The Buzz Latest News

Should I Feel Feminist Shame for Finding ‘Rapey’ Superbowl Commercial Hot?

This morning I settled in to watch a few Superbowl commercials, not being one to tune in to the big game (#teamDownton). The Doritos commercial was cute, I was grossed out by GoDaddy, and I found the following Audi commercial to be cute, fun and kind of sexy.

I specifically thought that the kiss was kind of hot, and felt what was surely the commercial's intent as the kid drove away gleefully with a black eye: that he was a bad ass. The tagline reads: "Bravery. It's what defines us." We're meant to be rooting for the underdog. The single, less popular kid (who nonetheless is still conventionally attractive) got to kiss the beautiful prom queen, who appears to be dating who we presume to be the Alpha male prom king.

Then I happened to see a local columnist's column on sexist Superbowl commercials and how conservatives rush to defend them. I was curious which commercials he would call out, and was pretty surprised that the Audi commercial was the centerpiece of his commentary, in which he defined it as 'rapey.'

Uh oh. I'm of the brand of feminist (and human) that likes to tout "enthusiastic consent," which is the idea that a person should obtain explicit permission before making a sexual advance. How did I miss all the red flags in this commercial? It's pretty much the type of situation enthusiastic consent was created for — not a scary rape by an attacker in a dark alley, but a nice guy the girl knows taking liberties she may or may not be comfortable with, without finding out first.'s Joel Mathis described it thusly

"Here’s what we know about the kiss in this commercial, based entirely on the information given us onscreen:

• The young woman who receives the kiss chose to be at prom with someone else.
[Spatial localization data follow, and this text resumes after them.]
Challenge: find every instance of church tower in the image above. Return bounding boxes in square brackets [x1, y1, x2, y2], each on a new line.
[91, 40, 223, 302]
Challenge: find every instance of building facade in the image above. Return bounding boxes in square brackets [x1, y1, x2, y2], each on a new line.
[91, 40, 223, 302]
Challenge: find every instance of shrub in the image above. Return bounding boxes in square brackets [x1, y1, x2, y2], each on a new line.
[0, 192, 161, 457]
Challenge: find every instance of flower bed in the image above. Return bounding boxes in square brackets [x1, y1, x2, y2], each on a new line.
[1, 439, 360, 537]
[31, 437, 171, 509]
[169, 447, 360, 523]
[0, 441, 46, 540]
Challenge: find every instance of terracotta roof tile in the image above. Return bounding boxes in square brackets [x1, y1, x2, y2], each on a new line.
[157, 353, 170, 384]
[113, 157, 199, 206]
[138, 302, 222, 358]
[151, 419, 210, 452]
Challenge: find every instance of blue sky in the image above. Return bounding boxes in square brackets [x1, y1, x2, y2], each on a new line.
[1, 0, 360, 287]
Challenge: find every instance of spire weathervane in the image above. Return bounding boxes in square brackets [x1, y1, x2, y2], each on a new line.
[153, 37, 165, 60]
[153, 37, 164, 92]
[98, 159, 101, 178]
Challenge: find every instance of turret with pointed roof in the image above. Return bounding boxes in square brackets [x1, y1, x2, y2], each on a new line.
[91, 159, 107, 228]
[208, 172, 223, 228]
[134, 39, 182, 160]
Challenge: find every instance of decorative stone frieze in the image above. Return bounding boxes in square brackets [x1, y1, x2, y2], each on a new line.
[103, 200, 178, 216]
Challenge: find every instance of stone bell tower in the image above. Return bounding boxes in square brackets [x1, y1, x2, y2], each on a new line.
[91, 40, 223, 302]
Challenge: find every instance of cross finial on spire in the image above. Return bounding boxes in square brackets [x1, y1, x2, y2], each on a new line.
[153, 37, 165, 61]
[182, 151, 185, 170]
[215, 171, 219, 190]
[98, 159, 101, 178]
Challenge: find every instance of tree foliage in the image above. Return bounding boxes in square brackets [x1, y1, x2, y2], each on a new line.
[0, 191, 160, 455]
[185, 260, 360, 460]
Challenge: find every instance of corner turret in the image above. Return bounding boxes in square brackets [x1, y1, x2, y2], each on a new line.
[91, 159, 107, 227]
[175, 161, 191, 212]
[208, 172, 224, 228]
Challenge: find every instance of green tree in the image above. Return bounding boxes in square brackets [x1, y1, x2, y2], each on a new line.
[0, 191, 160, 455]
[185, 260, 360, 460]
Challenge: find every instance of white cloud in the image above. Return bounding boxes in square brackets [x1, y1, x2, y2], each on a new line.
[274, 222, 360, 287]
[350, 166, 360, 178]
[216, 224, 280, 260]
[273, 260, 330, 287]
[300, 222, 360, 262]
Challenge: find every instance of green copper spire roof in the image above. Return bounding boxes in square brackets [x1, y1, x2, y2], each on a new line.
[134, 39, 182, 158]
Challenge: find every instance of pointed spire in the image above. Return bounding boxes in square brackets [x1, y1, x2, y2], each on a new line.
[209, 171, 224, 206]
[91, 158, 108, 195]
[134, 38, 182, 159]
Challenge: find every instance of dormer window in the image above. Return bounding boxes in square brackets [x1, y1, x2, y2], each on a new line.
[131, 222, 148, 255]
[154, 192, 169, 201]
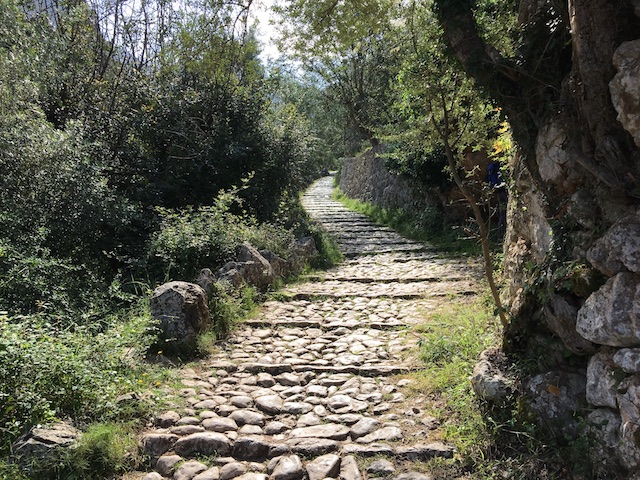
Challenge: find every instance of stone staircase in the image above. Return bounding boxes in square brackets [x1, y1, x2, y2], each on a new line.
[138, 176, 480, 480]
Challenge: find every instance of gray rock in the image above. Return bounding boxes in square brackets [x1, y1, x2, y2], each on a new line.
[150, 281, 210, 351]
[284, 438, 340, 456]
[543, 295, 597, 355]
[236, 475, 268, 480]
[156, 411, 182, 428]
[195, 399, 219, 410]
[356, 426, 403, 443]
[196, 268, 217, 296]
[141, 433, 180, 457]
[307, 385, 329, 397]
[239, 425, 264, 435]
[174, 460, 209, 480]
[255, 395, 284, 414]
[296, 413, 321, 427]
[342, 443, 394, 457]
[350, 417, 380, 439]
[276, 373, 301, 386]
[233, 436, 272, 461]
[260, 250, 289, 278]
[170, 425, 206, 435]
[194, 467, 221, 480]
[525, 371, 587, 438]
[270, 455, 304, 480]
[617, 374, 640, 469]
[586, 351, 619, 408]
[230, 410, 266, 426]
[12, 422, 81, 466]
[394, 473, 433, 480]
[177, 416, 202, 426]
[396, 443, 455, 460]
[327, 395, 368, 413]
[156, 454, 183, 476]
[586, 409, 625, 476]
[257, 373, 276, 387]
[174, 432, 231, 457]
[264, 421, 289, 434]
[288, 424, 350, 441]
[236, 243, 276, 290]
[366, 459, 395, 475]
[325, 414, 363, 425]
[535, 118, 580, 190]
[220, 462, 247, 480]
[144, 473, 164, 480]
[230, 396, 254, 408]
[471, 348, 513, 402]
[305, 454, 341, 480]
[613, 348, 640, 373]
[339, 455, 362, 480]
[588, 210, 640, 276]
[372, 403, 391, 414]
[577, 273, 640, 347]
[203, 417, 239, 432]
[282, 402, 314, 415]
[610, 41, 640, 149]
• Our “hero” forcibly turns her around and jams his mouth to hers almost before she can identify him, and certainly without any permission being sought or given. What’s more, this is a demonstration of his new, Audi-fueled power.

• He leaves prom without her—suggesting that she still chooses to be at prom with somebody else."

It may be an exaggeration to term the commercial "rapey." Mathis defends that word choice in the comments section of the piece linked above. But the situation does speak to the point of a lot of rape culture prevention. If we address these small instances of impropriety and boys feeling "entitled" to acts of aggressive sexuality then perhaps we as a society would be less permissive of rape in general and there would be less victim shaming, as there has been in the Steubenville case. 

How does a woman resolve that with the fact that a lot of aggressive sexuality is attractive? Not all women would find a kiss like that in the commercial attractive, but I also think a lot would. This is part of the confusion that makes it so easy to coerce girls into situations they're not comfortable with, that they only later identify as violating. How can we advise on avoiding those situations if adult women are still confused by some of the same internal and external signals? Does that mean it's just part of life?

So, do I fail feminism? Or as critics have said, is the idea that this commercial is rapey a humorless overreaction?